Hunting methods All hunting methods (17)
A traditional Buffalo hunt on foot is never an easy hunt, requiring a certain level of fitness to track these animals, especially when hunted in free range areas, swampy or hilly terrain. This can often be a very challenging hunt as these animal can cover so much ground. The standard procedure is to rise early in the morning and search for fresh spoor and dung along the roads. Once found, you take off on foot following the tracker(s). Make sure you take ample water and energy bars as you could be in for a long hike.

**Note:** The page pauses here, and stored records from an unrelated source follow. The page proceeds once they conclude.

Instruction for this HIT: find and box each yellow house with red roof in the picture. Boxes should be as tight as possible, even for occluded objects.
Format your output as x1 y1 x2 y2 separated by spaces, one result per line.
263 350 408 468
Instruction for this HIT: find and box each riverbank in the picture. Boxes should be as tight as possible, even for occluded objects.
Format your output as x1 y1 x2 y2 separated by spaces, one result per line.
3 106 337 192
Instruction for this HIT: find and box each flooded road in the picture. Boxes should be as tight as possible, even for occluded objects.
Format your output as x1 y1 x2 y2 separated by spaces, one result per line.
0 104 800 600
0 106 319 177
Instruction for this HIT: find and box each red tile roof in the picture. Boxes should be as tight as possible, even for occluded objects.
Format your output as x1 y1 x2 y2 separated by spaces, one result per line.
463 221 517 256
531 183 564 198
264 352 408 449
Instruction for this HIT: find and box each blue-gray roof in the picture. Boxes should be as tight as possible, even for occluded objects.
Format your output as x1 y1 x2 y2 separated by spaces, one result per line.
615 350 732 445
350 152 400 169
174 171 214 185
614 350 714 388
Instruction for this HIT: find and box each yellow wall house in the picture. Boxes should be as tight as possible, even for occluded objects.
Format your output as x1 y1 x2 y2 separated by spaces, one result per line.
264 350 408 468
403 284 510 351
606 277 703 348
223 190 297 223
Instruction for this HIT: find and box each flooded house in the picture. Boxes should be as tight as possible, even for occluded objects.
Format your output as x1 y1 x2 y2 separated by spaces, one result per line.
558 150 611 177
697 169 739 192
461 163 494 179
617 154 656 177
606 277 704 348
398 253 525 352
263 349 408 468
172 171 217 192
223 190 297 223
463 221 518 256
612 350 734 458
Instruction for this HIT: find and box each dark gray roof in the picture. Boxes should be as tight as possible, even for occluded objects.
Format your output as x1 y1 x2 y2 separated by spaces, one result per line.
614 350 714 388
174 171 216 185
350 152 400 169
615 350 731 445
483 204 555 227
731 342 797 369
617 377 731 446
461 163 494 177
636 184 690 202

Buffalo often rest up in heavy thickets, this makes for a difficult and dangerous approach. The swirling wind in these situations often gives you away and many Buffalo are shot in close proximity due to the thick bush. When hunting in the swamps, their presence is often given away by the presence of cattle egrets. Wading through the water and reed beds can be quite tiring in these hot and barmy conditions.
Why hunt Buffalo?
Are the meanest and one of the most fearsome animals to hunt as you often hunt them on their terms in thick bush where they have the advantage. They say they give you that look as if you owe them money. Facing down a Buffalo on foot is one of the biggest adrenalin rushes you will ever get. No matter what size calibre rifle you use, that first shot is vital to avoid a confrontation with a wounded Buffalo. Many a wounded Buffalo have got the better of a pursuing hunter. Generally, you can breathe a sigh of relief when all goes well and your first shot is true but one mistake and all hell can break loose. Even with firepower and technology on your side this is truly a man verse beast hunt. Always remember to take an insurance shot before approaching a supposedly dead Buffalo. Most Buffalo give a death bellow which may encourage some of the other “Dagga Boys” in the herd to return and support their fallen companion, so be on the lookout when approaching your dead Buffalo.